What This Means for the AI Coding Market

Composer 2's release continues a trend that has been accelerating since early 2026: the commoditisation of frontier coding capability. The cost curve for code generation has dropped faster than any other AI application category. Twelve months ago, running a frontier-quality coding agent required Claude Opus 3 at $15/M input tokens. Today, Composer 2 Standard achieves better benchmark scores at $0.50/M — a 30x cost reduction in one year.

For Anthropic and OpenAI, this represents a commoditisation threat to their highest-margin use case. Both companies have responded by emphasising reasoning, multimodality, and enterprise trust features that open-weight fine-tuned models cannot easily replicate. But for the dominant use case of write/refactor/test code in a monorepo, the gap between frontier and fine-tuned-open-weight has effectively closed on quality, while cost favours the latter by an order of magnitude.

Cursor now serves 1 million daily active developers and 50,000 businesses including Stripe, Figma, and Vercel. That distribution gives Composer 2 immediate production scale on day one — a feedback loop that generates training data for Composer 3 before any competitor can accumulate comparable usage data on a specialised coding agent workload.

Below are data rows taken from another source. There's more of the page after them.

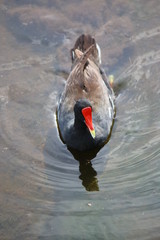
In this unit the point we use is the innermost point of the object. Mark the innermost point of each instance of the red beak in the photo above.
(87, 113)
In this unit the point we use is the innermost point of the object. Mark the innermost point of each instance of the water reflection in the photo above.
(88, 176)
(44, 192)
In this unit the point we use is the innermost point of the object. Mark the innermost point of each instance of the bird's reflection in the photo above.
(88, 175)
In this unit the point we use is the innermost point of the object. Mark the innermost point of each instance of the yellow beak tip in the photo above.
(93, 134)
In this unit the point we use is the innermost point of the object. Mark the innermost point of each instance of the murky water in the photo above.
(45, 193)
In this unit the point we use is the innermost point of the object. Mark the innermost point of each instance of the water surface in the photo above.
(45, 192)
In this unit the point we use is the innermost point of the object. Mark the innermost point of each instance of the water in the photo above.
(45, 192)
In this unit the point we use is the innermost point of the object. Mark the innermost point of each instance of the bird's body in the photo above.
(86, 86)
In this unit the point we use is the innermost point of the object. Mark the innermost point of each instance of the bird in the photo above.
(86, 108)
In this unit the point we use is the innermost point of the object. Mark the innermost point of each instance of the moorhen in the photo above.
(86, 108)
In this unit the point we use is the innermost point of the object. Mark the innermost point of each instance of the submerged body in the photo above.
(86, 88)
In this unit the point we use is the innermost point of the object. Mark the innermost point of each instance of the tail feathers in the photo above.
(83, 43)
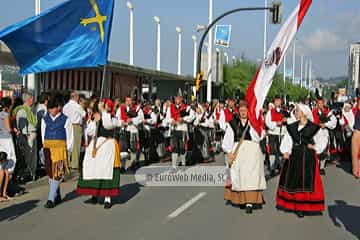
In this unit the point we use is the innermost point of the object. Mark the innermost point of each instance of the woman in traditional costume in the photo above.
(300, 187)
(100, 175)
(246, 163)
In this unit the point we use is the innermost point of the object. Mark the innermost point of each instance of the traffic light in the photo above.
(198, 80)
(276, 12)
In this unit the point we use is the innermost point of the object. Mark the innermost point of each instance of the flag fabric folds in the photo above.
(73, 34)
(261, 83)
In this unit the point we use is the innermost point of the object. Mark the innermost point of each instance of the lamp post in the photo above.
(284, 71)
(265, 30)
(210, 38)
(179, 31)
(194, 38)
(294, 60)
(226, 58)
(131, 53)
(301, 70)
(158, 39)
(37, 7)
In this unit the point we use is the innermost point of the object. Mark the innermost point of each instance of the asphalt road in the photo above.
(146, 213)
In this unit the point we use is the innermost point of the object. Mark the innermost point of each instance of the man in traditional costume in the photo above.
(226, 116)
(246, 161)
(275, 122)
(204, 133)
(76, 114)
(300, 187)
(101, 168)
(347, 122)
(324, 118)
(179, 114)
(57, 137)
(150, 133)
(132, 117)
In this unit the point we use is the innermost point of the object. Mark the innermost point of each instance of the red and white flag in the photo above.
(261, 83)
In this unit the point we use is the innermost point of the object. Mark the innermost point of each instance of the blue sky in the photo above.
(324, 36)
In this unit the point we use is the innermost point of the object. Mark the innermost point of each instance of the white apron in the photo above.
(247, 171)
(102, 166)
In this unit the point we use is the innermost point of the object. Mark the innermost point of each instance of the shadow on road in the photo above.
(128, 191)
(13, 212)
(345, 166)
(347, 216)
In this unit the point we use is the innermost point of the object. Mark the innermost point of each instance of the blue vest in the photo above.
(55, 130)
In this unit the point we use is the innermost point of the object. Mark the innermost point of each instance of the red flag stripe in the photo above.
(304, 7)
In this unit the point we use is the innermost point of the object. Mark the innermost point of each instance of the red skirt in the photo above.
(303, 201)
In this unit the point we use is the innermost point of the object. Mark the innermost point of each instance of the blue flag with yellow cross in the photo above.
(73, 34)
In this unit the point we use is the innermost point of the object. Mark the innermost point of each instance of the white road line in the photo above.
(186, 205)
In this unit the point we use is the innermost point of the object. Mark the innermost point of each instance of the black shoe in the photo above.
(300, 214)
(93, 200)
(49, 204)
(248, 209)
(107, 205)
(58, 199)
(273, 173)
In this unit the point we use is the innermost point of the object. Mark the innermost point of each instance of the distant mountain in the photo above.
(333, 80)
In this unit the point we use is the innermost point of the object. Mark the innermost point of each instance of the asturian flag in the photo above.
(261, 83)
(73, 34)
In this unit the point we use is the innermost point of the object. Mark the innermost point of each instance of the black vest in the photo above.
(103, 132)
(239, 129)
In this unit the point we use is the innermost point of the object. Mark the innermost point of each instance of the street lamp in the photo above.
(194, 38)
(37, 7)
(265, 30)
(294, 60)
(158, 56)
(209, 77)
(131, 54)
(226, 58)
(301, 70)
(200, 28)
(179, 31)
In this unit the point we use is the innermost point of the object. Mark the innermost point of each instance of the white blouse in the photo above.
(321, 141)
(228, 141)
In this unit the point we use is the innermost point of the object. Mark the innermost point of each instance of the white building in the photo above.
(354, 68)
(217, 69)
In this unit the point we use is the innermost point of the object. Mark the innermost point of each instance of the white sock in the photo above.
(272, 162)
(108, 199)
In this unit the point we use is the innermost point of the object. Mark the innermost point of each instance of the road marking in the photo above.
(186, 205)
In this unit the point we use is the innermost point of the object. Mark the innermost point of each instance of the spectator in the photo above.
(26, 123)
(4, 176)
(7, 151)
(41, 111)
(75, 113)
(356, 144)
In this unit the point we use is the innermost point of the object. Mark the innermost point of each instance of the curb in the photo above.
(44, 181)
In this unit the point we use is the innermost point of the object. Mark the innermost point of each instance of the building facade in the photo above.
(354, 68)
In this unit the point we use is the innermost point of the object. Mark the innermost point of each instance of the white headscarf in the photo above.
(306, 110)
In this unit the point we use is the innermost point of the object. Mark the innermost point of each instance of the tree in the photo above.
(241, 74)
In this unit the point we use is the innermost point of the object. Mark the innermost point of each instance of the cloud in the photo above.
(322, 41)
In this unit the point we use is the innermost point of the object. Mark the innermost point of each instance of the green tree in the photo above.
(241, 74)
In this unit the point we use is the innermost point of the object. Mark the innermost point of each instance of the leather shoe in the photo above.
(107, 205)
(49, 204)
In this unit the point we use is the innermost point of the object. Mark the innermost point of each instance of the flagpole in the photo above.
(101, 97)
(103, 81)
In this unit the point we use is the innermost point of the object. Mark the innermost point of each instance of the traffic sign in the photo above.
(222, 35)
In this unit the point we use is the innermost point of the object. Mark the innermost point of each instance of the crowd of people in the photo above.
(102, 138)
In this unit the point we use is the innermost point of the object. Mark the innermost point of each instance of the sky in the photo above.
(324, 37)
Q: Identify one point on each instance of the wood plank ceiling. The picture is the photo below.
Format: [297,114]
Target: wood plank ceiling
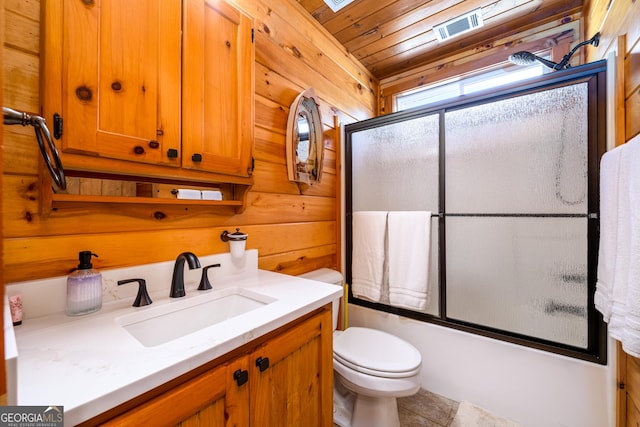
[392,36]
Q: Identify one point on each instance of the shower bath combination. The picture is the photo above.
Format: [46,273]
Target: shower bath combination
[528,58]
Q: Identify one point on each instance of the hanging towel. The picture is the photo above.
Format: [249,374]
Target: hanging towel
[409,235]
[368,254]
[609,182]
[618,287]
[627,300]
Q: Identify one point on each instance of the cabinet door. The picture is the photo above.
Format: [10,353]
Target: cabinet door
[121,79]
[213,399]
[217,88]
[292,377]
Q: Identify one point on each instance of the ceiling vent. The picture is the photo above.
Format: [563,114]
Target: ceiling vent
[457,26]
[336,5]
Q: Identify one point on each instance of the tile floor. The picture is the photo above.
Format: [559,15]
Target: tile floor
[426,409]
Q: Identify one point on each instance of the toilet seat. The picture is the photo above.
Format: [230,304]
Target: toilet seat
[376,353]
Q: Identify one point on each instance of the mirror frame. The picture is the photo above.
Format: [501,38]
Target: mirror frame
[305,106]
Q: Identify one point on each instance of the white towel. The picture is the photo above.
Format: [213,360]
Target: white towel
[409,236]
[629,297]
[187,194]
[609,181]
[618,287]
[368,254]
[211,195]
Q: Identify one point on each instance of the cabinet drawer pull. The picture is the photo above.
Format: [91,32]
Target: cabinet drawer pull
[241,377]
[262,364]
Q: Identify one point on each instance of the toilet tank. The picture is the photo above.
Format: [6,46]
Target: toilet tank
[333,277]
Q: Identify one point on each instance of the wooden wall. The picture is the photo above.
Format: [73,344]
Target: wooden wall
[294,228]
[619,23]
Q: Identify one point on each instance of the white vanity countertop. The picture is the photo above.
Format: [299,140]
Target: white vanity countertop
[90,364]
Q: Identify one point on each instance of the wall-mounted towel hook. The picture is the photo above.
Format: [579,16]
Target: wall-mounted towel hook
[13,117]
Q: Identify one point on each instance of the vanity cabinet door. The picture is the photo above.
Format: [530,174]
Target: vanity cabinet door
[213,399]
[218,88]
[121,78]
[292,377]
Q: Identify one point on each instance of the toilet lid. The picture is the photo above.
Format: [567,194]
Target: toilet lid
[375,352]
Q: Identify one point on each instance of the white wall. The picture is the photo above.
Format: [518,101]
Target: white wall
[532,387]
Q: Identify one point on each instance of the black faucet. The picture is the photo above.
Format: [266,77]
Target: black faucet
[177,282]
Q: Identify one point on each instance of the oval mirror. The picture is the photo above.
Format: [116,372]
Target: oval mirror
[305,145]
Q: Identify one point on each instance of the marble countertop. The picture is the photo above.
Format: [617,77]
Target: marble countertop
[90,364]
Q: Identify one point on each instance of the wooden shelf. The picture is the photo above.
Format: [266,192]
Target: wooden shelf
[62,199]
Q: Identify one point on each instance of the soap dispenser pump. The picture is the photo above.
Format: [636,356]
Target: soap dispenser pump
[84,287]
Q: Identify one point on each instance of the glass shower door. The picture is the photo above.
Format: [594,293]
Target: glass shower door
[516,215]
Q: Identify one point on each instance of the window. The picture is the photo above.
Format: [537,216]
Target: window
[453,88]
[511,180]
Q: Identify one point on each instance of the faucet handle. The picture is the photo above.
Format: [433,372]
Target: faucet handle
[204,281]
[143,297]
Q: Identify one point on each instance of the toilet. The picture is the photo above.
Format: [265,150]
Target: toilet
[372,369]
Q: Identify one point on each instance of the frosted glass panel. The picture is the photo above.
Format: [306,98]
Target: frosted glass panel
[526,154]
[523,275]
[395,167]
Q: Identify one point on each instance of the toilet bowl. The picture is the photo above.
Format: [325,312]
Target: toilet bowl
[372,369]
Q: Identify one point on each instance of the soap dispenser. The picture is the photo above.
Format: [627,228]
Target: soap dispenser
[84,287]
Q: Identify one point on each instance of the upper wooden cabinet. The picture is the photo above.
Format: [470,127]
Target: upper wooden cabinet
[217,88]
[151,84]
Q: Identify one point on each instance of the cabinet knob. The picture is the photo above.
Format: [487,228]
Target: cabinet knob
[241,377]
[262,364]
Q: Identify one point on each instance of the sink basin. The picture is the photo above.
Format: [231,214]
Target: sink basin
[158,325]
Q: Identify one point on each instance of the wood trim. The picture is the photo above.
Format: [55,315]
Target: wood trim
[3,372]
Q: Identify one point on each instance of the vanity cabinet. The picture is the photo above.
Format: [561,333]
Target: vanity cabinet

5 Key Takeaways for Developers

  1. 1

    Switch to Composer 2 Standard today. It outperforms Claude Opus 4.6 on coding tasks at 86% lower cost. For most multi-file refactoring and agent workflows, it is now the best price-performance option available in Cursor.

  2. 2

    Open-weight MoE fine-tuning is a viable frontier strategy. Kimi K2.5 as a base proves that you don't need to train from scratch to reach frontier-level performance in a narrow domain. Expect more coding tools to follow this architecture.

  3. 3

    Self-summarization is the key to large-codebase agents. The ability to maintain task memory beyond the context window distinguishes Composer 2 from simpler autocomplete tools. Structure your prompts to take advantage of this — provide explicit scope and checkpoint instructions.

  4. 4

    RL from code execution feedback is the training frontier. The quality gap between general-purpose models and code-specific RL-trained models will widen. Watch for similar approaches from GitHub Copilot, JetBrains AI, and Amazon Q in 2026.

  5. 5

    Budget for agentic coding at scale. At $0.50/M input tokens, teams can now run thousands of Composer agent sessions per day without significant cost concern. Build cost-tracking around output tokens, not input — output pricing at $2.50/M is where spend accumulates on long agentic tasks.